Error during wrapup: evaluation nested too deeply: infinite recursion / options(expressions=)?
The function given in the linked Q&A is essentially what you need, however it was failing on your data set because of the null values for some rows in the later columns. Instead of just blindly repeating the recursion until you run out of columns, you need to check for your "end" value, and use that to switch to making leaves:
makeList<-function(x){
listSplit<-split(x[-1],x[1], drop=TRUE);
lapply(names(listSplit),function(y){
if (y == "end") {
l <- list();
rows = listSplit[[y]];
for(i in 1:nrow(rows) ) {
l <- c(l, list(name=y, size=rows[i,"size"] ) );
}
l;
}
else {
list(name=y,children=makeList(listSplit[[y]]))
}
});
}
I believe this does what you want, though it has some limitations. In particular, it is assumed that every branch in your network is unique (i.e. there can't be two rows in your data frame that are equal for every column other than size):
df.split <- function(p.df) {
p.lst.tmp <- unname(split(p.df, p.df[, 1]))
p.lst <- lapply(
p.lst.tmp,
function(x) {
if(ncol(x) == 2L && nrow(x) == 1L) {
return(list(name=x[1, 1], size=unname(x[, 2])))

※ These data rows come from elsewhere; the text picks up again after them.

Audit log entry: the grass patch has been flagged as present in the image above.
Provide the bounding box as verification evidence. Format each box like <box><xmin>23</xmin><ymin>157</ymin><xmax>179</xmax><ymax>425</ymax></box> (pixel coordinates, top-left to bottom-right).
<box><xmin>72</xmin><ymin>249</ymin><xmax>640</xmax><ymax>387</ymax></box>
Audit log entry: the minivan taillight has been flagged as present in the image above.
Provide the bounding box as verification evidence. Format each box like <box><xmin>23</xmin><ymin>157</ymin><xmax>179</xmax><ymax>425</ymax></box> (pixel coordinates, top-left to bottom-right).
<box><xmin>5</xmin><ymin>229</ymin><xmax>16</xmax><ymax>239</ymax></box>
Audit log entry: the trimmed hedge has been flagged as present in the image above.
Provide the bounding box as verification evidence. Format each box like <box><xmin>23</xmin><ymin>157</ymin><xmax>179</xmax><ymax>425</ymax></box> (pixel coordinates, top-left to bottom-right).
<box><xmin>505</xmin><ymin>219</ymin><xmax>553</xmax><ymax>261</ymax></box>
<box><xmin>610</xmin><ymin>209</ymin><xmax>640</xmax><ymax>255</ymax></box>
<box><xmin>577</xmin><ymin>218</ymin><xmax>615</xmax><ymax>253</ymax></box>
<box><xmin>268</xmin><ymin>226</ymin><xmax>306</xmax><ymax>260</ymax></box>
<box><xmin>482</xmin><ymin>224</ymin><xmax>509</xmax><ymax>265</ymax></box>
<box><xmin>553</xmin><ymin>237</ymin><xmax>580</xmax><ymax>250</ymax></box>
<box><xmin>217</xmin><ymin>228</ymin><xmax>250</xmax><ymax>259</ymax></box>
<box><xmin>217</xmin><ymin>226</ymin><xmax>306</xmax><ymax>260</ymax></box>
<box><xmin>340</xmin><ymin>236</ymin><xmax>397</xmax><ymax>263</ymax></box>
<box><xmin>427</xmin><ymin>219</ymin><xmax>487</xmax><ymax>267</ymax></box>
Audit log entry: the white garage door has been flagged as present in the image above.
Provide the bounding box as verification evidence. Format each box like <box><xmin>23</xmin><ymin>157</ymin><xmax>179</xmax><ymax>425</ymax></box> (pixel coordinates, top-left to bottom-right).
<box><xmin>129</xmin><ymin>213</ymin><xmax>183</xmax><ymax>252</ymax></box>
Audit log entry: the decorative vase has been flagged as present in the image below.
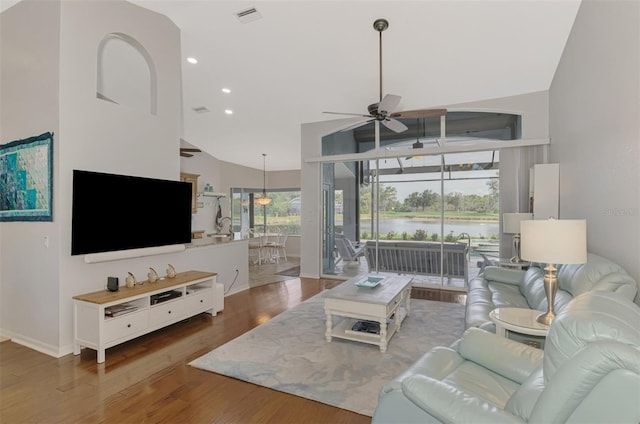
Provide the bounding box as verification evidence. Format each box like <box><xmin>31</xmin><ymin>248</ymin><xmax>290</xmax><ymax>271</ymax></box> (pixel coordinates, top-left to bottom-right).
<box><xmin>148</xmin><ymin>267</ymin><xmax>159</xmax><ymax>283</ymax></box>
<box><xmin>125</xmin><ymin>272</ymin><xmax>136</xmax><ymax>288</ymax></box>
<box><xmin>166</xmin><ymin>264</ymin><xmax>177</xmax><ymax>279</ymax></box>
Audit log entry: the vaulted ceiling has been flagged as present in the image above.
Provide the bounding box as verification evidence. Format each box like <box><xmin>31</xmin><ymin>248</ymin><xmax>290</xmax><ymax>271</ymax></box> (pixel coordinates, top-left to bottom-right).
<box><xmin>2</xmin><ymin>0</ymin><xmax>582</xmax><ymax>171</ymax></box>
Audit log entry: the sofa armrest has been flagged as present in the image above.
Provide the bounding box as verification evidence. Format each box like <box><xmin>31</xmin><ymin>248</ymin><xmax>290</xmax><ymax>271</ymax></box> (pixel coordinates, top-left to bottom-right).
<box><xmin>401</xmin><ymin>375</ymin><xmax>525</xmax><ymax>423</ymax></box>
<box><xmin>457</xmin><ymin>328</ymin><xmax>544</xmax><ymax>384</ymax></box>
<box><xmin>387</xmin><ymin>346</ymin><xmax>465</xmax><ymax>386</ymax></box>
<box><xmin>483</xmin><ymin>267</ymin><xmax>526</xmax><ymax>285</ymax></box>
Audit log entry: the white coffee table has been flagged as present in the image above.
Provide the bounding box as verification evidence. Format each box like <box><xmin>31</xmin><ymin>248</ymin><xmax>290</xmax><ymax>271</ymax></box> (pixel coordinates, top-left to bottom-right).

} else if (isTRUE(is.na(unname(x[ ,2])))) {
return(list(name=x[1, 1], size=unname(x[, ncol(x)])))
}
list(name=x[1, 1], children=df.split(x[, -1, drop=F]))
}
)
p.lst
}
all.equal(rl, df.split(path)[[1]])
# [1] TRUE
Though note you had the organic size switched, so I had to fix your rl to get this result (rl has it as 45, but your path as 23). Also, I modified your path data.frame slightly:
path <- data.frame(
root=rep("root", 4),
P1=c("direct","direct","organic","direct"),
P2=c("direct","direct","end","end"),
P3=c("direct","organic",NA,NA),
P4=c("end","end",NA,NA),
size=c(5,12,23,45),
stringsAsFactors=F
)
WARNING: I haven't tested this with other structures, so it's possible it will hit corner cases that you'll need to debug.